What is the probability, in a random poll of 60 children from the ages of 0 to 11 that more than 15 children are in day care at least 20h per week?
p(k)= nCk P^k (1-p)^n-k
were
n= 60
p=0.32
k= 15
q= 1-0.32= 0.68
so:
p(k) = 60C15 x 0.32^15 (0.68) ^60-15
= 0.0583464079
is this correct?

What is the probability in a random poll of 60 children that fewer than 20 are in a day care at least 20h per week?
How would I do this because it says fewer?

Answer is incorrect.

You could answer this exactly by using a combinatorial application as you have tried to do, or you could approximate the answer using the properties of a binominal distribution. I will use the latter. (The formula you gave is the would give the probability of observing EXACTLY 15 children.)

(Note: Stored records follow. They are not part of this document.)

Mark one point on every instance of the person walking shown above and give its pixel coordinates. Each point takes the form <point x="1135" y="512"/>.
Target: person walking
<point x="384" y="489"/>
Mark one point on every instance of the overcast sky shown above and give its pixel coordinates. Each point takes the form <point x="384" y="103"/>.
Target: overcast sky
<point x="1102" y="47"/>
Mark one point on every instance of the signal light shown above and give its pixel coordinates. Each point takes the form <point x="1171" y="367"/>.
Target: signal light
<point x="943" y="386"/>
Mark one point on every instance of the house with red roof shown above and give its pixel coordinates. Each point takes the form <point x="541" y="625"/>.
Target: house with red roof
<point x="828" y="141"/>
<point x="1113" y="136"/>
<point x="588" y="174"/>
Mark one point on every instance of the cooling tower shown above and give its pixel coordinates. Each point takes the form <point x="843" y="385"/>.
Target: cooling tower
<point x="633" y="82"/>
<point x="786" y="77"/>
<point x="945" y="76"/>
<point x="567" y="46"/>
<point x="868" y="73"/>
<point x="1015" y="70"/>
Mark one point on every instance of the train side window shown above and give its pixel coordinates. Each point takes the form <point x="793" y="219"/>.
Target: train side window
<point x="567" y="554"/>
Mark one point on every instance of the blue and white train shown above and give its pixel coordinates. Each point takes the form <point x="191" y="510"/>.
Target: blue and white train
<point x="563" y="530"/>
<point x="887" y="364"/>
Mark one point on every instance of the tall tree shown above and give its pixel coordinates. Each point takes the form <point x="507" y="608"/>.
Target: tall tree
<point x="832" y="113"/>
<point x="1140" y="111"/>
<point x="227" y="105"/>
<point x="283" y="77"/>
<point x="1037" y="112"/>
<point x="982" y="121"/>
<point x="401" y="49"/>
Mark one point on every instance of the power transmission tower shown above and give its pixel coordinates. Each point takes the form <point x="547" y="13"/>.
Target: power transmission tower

With 60 kids we would expect .32*60=19.2 kids to be in day care. This estimate has an estimated standard deviation of sqrt(n*p*q) = sqrt(60*.32*.68) = 3.613. Now then you want to know the likelyhood of observing more than 15 kids. (I will use a mid-point of 15.5) So, 19.2-15.5 = 3.7. This is (3.7/3.613)=1.02 standard deviations below the mean. Looking in my Cumulative Normal Distribution table, 1.02 corresponds to .8461. ERGO, there is approximately an 85% chance of observing more than 15 children out of a sample of 60 will be in day care.

Follow the same steps for estimating the number fewer than 20. It should be slightly greater than 50%.